Ella and her second cousins have already invented a new game. It seems to involve grabbing as much food as a fist can hold and then waving it above their heads as they weave through the house at breakneck speed. Looking around my party, I wonder if anyone in the house looks as shabby as me.

As if on cue, Nancy appears, resting her elbow on her hip with a red silk dress flowing from a hanger in her other hand. I look over her black, knee-length ensemble, which has a shiny ribbon tied neatly under her bust.
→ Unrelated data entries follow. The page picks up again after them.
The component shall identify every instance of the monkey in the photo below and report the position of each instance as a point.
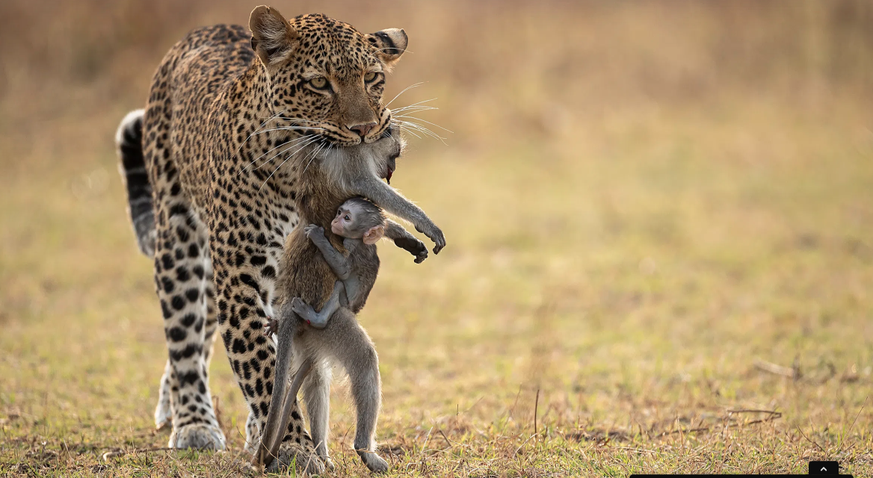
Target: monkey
(305, 273)
(361, 224)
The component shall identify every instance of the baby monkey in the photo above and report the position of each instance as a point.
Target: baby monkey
(361, 224)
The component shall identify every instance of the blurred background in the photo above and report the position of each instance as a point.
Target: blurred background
(647, 204)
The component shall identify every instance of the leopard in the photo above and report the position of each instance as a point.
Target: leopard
(213, 170)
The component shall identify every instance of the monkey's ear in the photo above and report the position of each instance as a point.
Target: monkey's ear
(273, 37)
(373, 235)
(389, 44)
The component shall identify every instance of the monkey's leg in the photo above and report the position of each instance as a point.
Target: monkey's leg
(390, 200)
(337, 262)
(316, 395)
(405, 240)
(274, 428)
(349, 343)
(319, 319)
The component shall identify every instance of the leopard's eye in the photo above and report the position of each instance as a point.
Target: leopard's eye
(319, 83)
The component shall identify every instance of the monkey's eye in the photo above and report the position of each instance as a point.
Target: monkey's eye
(320, 83)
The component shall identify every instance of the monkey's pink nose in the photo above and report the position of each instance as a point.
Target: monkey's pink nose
(363, 129)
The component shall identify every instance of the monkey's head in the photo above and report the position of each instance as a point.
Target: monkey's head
(358, 218)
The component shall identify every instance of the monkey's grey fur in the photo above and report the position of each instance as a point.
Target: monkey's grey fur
(356, 270)
(339, 174)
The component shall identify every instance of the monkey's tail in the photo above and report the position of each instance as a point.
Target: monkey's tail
(128, 144)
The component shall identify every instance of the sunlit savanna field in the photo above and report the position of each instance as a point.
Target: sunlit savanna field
(660, 229)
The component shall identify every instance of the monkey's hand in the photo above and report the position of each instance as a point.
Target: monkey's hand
(413, 246)
(271, 327)
(434, 233)
(313, 229)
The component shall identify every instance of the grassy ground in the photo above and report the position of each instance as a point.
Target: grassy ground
(667, 272)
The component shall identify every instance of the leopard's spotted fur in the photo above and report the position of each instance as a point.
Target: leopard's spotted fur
(222, 103)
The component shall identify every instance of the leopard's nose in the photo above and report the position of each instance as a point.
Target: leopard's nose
(363, 129)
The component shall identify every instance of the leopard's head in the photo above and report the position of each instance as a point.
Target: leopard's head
(325, 76)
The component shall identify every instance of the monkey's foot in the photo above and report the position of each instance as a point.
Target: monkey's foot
(197, 436)
(306, 461)
(373, 461)
(307, 313)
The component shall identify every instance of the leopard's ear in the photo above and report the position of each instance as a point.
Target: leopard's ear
(273, 37)
(389, 44)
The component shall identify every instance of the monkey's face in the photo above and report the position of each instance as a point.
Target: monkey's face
(344, 223)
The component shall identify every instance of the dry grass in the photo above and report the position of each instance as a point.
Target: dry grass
(648, 205)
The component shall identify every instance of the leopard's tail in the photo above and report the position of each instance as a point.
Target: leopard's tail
(128, 144)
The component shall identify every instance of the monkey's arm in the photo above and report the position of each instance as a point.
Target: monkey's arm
(319, 319)
(389, 199)
(336, 261)
(404, 240)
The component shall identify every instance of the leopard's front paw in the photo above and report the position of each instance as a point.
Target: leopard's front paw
(197, 436)
(306, 461)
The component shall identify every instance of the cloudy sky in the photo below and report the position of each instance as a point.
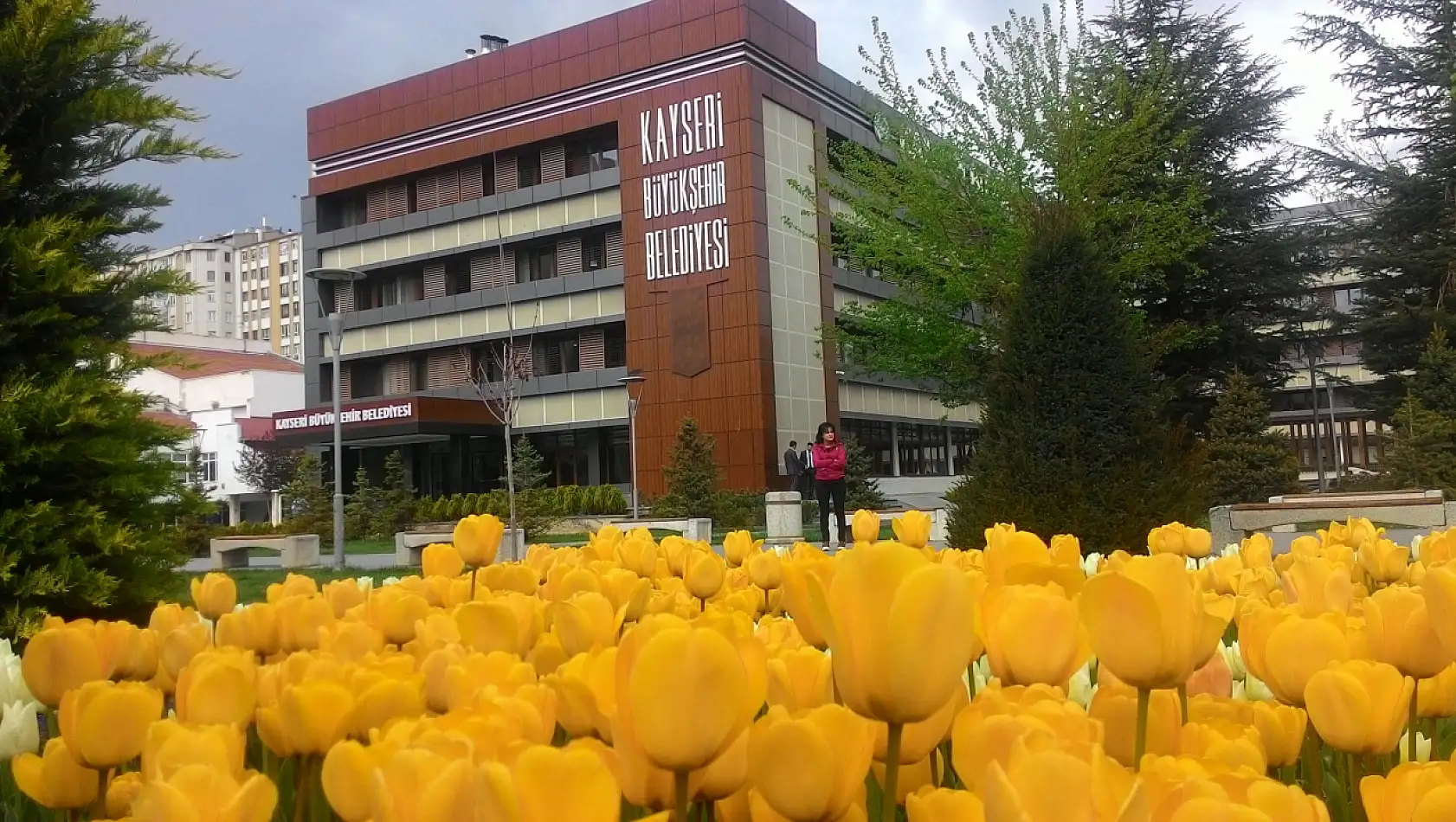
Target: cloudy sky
(292, 55)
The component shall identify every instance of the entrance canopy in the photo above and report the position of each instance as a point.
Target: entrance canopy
(393, 421)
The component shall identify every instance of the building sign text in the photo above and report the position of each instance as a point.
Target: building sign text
(668, 132)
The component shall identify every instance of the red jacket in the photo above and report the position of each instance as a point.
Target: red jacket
(828, 461)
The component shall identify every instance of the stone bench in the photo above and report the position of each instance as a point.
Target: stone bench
(693, 529)
(1231, 524)
(293, 552)
(409, 546)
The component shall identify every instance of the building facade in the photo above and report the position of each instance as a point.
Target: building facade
(270, 297)
(616, 196)
(228, 393)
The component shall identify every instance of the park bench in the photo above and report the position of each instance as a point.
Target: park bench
(300, 550)
(1411, 508)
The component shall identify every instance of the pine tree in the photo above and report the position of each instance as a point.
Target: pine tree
(691, 473)
(1423, 450)
(87, 492)
(1072, 433)
(860, 489)
(1395, 159)
(1247, 461)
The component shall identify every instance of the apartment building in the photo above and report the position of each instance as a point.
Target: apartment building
(268, 286)
(613, 196)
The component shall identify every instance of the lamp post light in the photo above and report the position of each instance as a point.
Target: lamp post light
(634, 384)
(335, 319)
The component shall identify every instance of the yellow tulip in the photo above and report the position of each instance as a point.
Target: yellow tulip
(704, 572)
(478, 538)
(944, 805)
(196, 792)
(105, 723)
(215, 595)
(884, 617)
(687, 696)
(551, 785)
(1148, 625)
(801, 678)
(55, 779)
(1411, 792)
(912, 529)
(60, 659)
(172, 745)
(864, 527)
(766, 569)
(810, 768)
(1401, 632)
(1359, 706)
(1383, 561)
(219, 687)
(1031, 634)
(1180, 540)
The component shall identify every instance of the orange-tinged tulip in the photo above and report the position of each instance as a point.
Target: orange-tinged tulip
(686, 693)
(801, 678)
(1411, 792)
(1401, 632)
(944, 805)
(1117, 709)
(478, 538)
(884, 616)
(1359, 706)
(60, 659)
(913, 529)
(55, 779)
(766, 569)
(810, 768)
(1180, 540)
(1031, 634)
(172, 745)
(1149, 625)
(215, 595)
(198, 793)
(105, 723)
(219, 687)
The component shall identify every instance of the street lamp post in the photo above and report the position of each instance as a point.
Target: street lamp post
(335, 320)
(634, 384)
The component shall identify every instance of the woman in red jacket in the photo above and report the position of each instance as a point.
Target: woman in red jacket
(828, 480)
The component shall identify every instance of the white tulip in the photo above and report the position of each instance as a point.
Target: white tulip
(1423, 748)
(19, 729)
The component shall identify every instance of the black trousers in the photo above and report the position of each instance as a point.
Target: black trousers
(832, 492)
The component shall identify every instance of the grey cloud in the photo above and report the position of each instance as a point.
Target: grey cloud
(292, 55)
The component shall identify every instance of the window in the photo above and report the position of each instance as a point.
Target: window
(536, 264)
(366, 379)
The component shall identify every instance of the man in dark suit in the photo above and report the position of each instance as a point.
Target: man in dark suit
(792, 465)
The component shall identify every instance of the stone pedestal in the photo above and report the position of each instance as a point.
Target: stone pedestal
(783, 516)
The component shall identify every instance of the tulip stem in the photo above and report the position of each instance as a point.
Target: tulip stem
(887, 802)
(680, 794)
(1414, 725)
(1140, 738)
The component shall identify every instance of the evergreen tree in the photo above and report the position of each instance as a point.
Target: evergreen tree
(1395, 159)
(1247, 461)
(691, 473)
(1423, 448)
(1072, 438)
(87, 492)
(860, 489)
(1221, 307)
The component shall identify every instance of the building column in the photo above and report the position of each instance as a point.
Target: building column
(894, 448)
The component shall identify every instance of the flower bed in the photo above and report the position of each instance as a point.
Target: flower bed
(631, 678)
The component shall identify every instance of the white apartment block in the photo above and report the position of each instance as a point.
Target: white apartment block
(270, 271)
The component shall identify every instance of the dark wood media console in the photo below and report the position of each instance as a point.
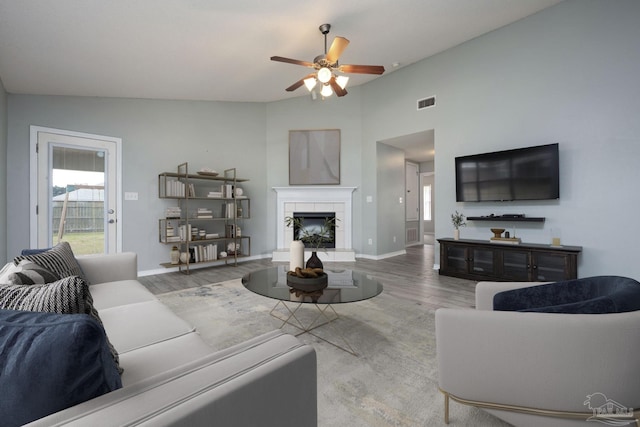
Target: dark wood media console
(524, 262)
It matches perfectly with her polished pumps. I soon gather that in her twirling fingers is my gorgeous lifesaver.

I remember that I’m wearing my tracksuit pants and plain t-shirt, and shudder. The men around me wear shirts; some with jeans. Others, like my dad, wear ties too. The women around me make clicking noises as they tap stiletto heels along the floorboards. I leave scuffmarks from my dirty cotton tie-ups.

Great.

“Hi, stranger,” Nancy says, strutting the last few meters up to the sofa.

I excuse myself from Anna, Mom and Pam, sidestepping between their legs and the coffee table.

“Hi,” I say, smoothing my hair to try to seem presentable compared to Nancy. I’m not sure if I’ve ever been as pretty as her our whole friendship, but right now I don’t come close. “I was about to come around. There’s just so many people here. I’m sorry I haven’t, you know . . . talked.”

“No hard feelings.”

Ella rushes past, waving her fists in the air, and the stampede of kids follow a second behind. Okay, I guess I can duck off. She’s having so much fun.

“Well if that’s for me,” I say, nodding at the red dress hanging in her hand, “then I can fill you in on everything out the back. I take that Liam’s bedroom might be one of the only places
not
occupied at the moment.”

“Right on.” She nods, leading me to another hallway further down, where the colors and music dull.